Lukas’s reflections as Peter leads him to execution reference Bernard’s teaching that ideas are contagious. Even as he is being led to his death, Lukas sympathizes with the reasoning behind sending people to die via cleaning, and he believes himself to be dangerous. His thoughts here show that Lukas has neither quite rejected Bernard nor accept Juliette’s vision but continues to take a middle view.
“Such things made more sense in light of silo seventeen. So much about her previous life made sense. Things that once seemed twisted now had a sort of pattern. A logic about them. The expense of sending a wire, the spacing of the levels, the single and cramped stairway, the bright colors for particular jobs, dividing the silo into sections, breeding mistrust . . . it was all designed. She’d seen hints of this before, but never knew why. Now this empty silo told her, the presence of these kids told her. It turned out some crooked things looked even worse when straightened. Some tangled knows only made sense once unraveled.”
Juliette, since her appointment as sheriff and her cleaning, has been seeking the truth about the silo and revenge against Bernard. Here, however, she sees the logic behind many of the oppressive mechanisms in Silo 18. She is especially disturbed to see a 15-year-old with a baby and considers how her own silo required her to implant birth control at an early age. Juliette considers two poles—one tragic due to a lack of civilization and government and the other full of oppressive rules and restrictions—and sees that the latter has its benefits. Although she considers the danger of truth here, she still remains optimistic about spreading it throughout Silo 18.
“So it’s us against them. And not the people in the silos, not the people working day to day who don’t know, but those at the top who do. Silo eighteen will be different. Full of knowledge, of purpose. Think about it. Instead of manipulating people, why not empower them? Let them know what we’re up against. And have that drive our collective will.”

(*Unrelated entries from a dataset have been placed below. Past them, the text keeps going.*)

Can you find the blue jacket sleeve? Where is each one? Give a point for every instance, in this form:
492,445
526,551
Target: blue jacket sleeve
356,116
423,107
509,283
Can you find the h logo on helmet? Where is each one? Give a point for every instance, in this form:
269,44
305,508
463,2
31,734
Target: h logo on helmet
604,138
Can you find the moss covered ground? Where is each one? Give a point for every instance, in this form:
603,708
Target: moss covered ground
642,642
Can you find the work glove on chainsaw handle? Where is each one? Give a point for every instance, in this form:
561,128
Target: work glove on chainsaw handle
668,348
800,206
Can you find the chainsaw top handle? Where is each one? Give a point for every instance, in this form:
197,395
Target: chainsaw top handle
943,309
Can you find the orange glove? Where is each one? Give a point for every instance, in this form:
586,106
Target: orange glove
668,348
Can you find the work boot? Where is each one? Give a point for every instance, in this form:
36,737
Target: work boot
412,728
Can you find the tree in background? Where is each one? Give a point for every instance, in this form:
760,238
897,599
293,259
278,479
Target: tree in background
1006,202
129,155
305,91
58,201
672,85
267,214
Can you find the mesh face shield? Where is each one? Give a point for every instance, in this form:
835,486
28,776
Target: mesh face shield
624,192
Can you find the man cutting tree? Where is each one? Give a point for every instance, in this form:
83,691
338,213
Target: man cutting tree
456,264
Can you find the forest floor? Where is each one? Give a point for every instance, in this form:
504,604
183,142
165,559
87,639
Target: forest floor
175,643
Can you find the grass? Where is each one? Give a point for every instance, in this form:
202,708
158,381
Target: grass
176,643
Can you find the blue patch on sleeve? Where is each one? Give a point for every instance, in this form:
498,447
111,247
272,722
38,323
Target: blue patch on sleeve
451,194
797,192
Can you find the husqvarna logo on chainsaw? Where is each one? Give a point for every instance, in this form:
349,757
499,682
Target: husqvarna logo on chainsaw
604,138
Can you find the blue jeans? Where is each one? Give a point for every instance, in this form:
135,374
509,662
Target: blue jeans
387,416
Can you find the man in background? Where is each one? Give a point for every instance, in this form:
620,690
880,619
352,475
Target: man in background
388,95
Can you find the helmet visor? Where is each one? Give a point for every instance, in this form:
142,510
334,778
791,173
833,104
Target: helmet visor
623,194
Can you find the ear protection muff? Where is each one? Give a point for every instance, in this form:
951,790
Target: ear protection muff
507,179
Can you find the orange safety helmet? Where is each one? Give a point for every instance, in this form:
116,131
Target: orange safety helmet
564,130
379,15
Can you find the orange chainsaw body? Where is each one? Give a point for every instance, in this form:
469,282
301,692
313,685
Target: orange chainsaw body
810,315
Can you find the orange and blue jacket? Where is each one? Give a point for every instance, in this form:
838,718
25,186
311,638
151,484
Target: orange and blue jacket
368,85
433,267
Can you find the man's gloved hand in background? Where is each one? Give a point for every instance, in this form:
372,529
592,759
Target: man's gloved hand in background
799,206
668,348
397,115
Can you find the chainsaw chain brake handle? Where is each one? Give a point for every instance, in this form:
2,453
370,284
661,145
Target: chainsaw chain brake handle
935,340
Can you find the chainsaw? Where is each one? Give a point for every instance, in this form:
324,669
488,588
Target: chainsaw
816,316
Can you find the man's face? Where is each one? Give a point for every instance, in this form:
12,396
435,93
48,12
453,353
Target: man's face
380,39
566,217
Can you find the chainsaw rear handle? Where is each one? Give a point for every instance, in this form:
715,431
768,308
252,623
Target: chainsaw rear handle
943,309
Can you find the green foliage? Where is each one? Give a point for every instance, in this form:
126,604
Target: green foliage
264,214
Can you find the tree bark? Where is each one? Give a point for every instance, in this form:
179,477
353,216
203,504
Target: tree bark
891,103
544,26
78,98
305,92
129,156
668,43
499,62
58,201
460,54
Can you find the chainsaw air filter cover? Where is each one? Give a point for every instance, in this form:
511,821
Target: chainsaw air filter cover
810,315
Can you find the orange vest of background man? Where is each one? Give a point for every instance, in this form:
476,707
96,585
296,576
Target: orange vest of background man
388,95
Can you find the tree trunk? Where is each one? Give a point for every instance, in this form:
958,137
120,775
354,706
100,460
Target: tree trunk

At the end of the novel Juliette, offered the role of mayor, plans a radical restructuring, a silo-wide revolt against Operation Fifty of the World Order. Rather than a system of authoritarian power stemming from the mysterious upper echelons in Silo 1, she imagines placing power into the people’s hands by providing them with knowledge—a more democratic system. Juliette’s vision is optimistic and also risky, as revolutions are; it will entail overturning the oppressive, but careful and researched-based, schemes Bernard promoted.